Keywords:Seismic Networks, Data Quality, Completeness, Earthquake Statistics, Statistical Seismology, Earthquake Hazard
An important characteristic of any seismic network is its detection completeness, which should be considered a function of space and time. Many researchers rely on robust estimates of detection completeness, especially when investigating statistical parameters of earthquake occurrence like earthquake rates. Contrary to traditional approaches, we do not estimate completeness using methods in which the completeness magnitude is defined as the deviation of the frequency-magnitude distribution from the linear Gutenberg-Richter relation. Here, we present a method based on empirical data only: phase data, station information, and the network-specific attenuation relation. For each station of the network we estimate a time-dependent distribution function describing the detection capability depending on magnitude and distance to the earthquake. For each point in time, maps of detection probabilities for certain magnitudes or overall completeness levels are compiled based on these distributions. Therefore, this method allows for inspection of station performances and their evolution as well as investigations on local detection probabilities even in regions without seismic activity.
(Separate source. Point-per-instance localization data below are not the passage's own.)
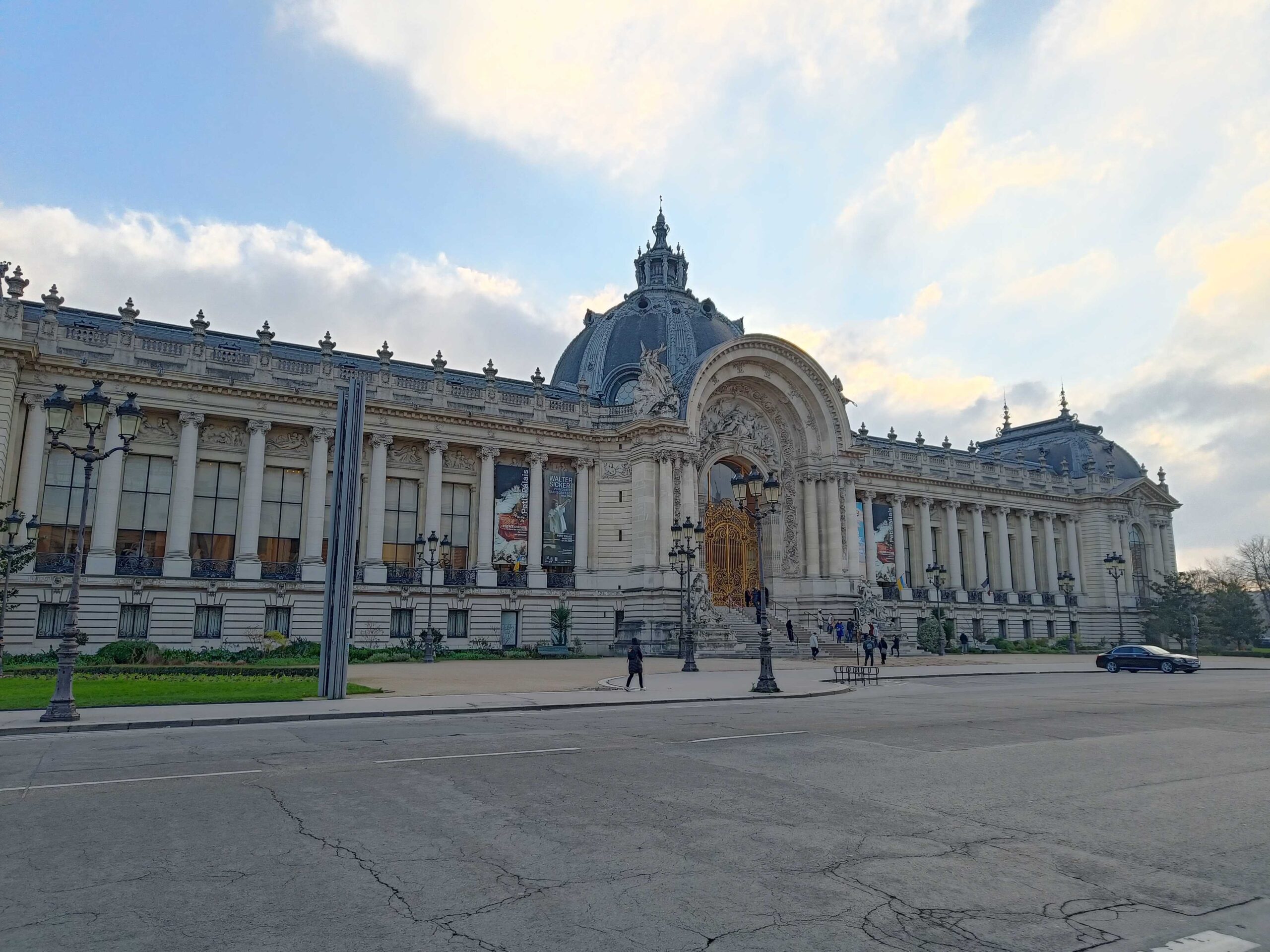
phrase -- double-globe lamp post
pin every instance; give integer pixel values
(1067, 586)
(59, 409)
(426, 554)
(686, 545)
(935, 575)
(9, 551)
(766, 495)
(1115, 569)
We present a full history of network detection completeness for Japan and discuss details of this evolution, e.g. the effects of the Tohoku-oki earthquake sequence. For practical purposes we deliver completeness estimates for catalog data of selected regions and document the conservative completeness estimates researchers can use when investigating the JMA catalog in different regions over different periods. All presented results are published on the CompletenessWeb (www.completenessweb.org) from which the user can download completeness data from all investigated regions, software codes for reproducing the results, and publication-ready and customizable figures.